The competition has undoubtedly benefited from the reduction from five Australian teams to four, and the excitement around a renewal of Super Rugby quality has been palpable – at least until those last five rounds. The statistical flags planted earlier in the tournament all reported a strong upsurge in interest:
- A 21.5% increase in average game attendance across the competition to round eight.
- Strong growth in TV audiences across Australia [30% increase in Nine viewership to round eight], New Zealand [12% increase in Sky Sports viewership to round three] and Fiji [395,436 peak Walesi App viewership in round four – more than a third of the Fijian population].

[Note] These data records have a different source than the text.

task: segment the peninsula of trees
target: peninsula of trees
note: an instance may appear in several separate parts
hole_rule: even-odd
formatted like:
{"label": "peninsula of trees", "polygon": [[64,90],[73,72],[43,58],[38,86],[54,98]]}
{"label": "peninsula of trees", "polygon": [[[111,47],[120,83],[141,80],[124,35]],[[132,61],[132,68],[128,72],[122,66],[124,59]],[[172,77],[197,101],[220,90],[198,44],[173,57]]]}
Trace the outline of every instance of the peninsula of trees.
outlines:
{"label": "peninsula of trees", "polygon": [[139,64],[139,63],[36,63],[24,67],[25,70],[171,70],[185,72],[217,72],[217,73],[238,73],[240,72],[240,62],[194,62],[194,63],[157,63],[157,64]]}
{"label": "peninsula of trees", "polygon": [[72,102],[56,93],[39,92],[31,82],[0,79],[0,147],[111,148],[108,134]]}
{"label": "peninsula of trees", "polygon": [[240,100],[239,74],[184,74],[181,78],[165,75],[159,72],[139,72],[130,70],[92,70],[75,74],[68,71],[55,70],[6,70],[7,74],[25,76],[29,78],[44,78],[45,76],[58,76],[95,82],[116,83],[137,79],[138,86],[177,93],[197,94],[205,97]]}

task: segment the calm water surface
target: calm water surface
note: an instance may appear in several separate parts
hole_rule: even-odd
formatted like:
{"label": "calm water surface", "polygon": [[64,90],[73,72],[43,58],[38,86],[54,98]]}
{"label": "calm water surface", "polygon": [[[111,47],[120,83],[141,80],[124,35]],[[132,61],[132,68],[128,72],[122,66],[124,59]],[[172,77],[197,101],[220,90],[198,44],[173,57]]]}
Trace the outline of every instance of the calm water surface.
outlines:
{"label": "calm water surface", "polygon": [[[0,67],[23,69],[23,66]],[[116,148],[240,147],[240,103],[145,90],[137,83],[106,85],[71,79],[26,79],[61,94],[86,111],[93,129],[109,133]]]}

- A 55% increase in follower growth across Super Rugby Pacific social media channels. A 21.5% increase in average game attendance across the competition to round eight.
But for all the spin around the ‘increased jeopardy’ of more lead changes within games, more fluctuations on the ladder and more unpredictable results, when push comes to shove the finished product looks remarkably similar to 2024. The Brumbies are still the best Australia has to offer in third spot, the Reds are still promising rather more than they can deliver in fifth, and the Waratahs are still underperforming given the strength of their roster. The Force have stayed more or less the same, a 4-1-9 record in 2025 matching the 5-9 win-loss slate one year earlier. Nobody in Oz has really made a move – yet.
With five franchises compressed down to four, Schmidt will be hoping for more readymade club combinations to spring up on the short runway into a series against the British and Irish Lions. The tourists set foot on Australian shores in less than four weeks’ time and right now, there is relatively little support elsewhere for the culture in Canberra.
The Brumbies were remarkably unlucky not to have claimed home advantage throughout the play-offs after losing to the Crusaders 31-33 at the death. Kiwi referee James Doleman and his assistant Fraser Hannon contrived to miss an obvious knock-on by All Black wing Sevu Reece in the passage of play leading to the game-winning try.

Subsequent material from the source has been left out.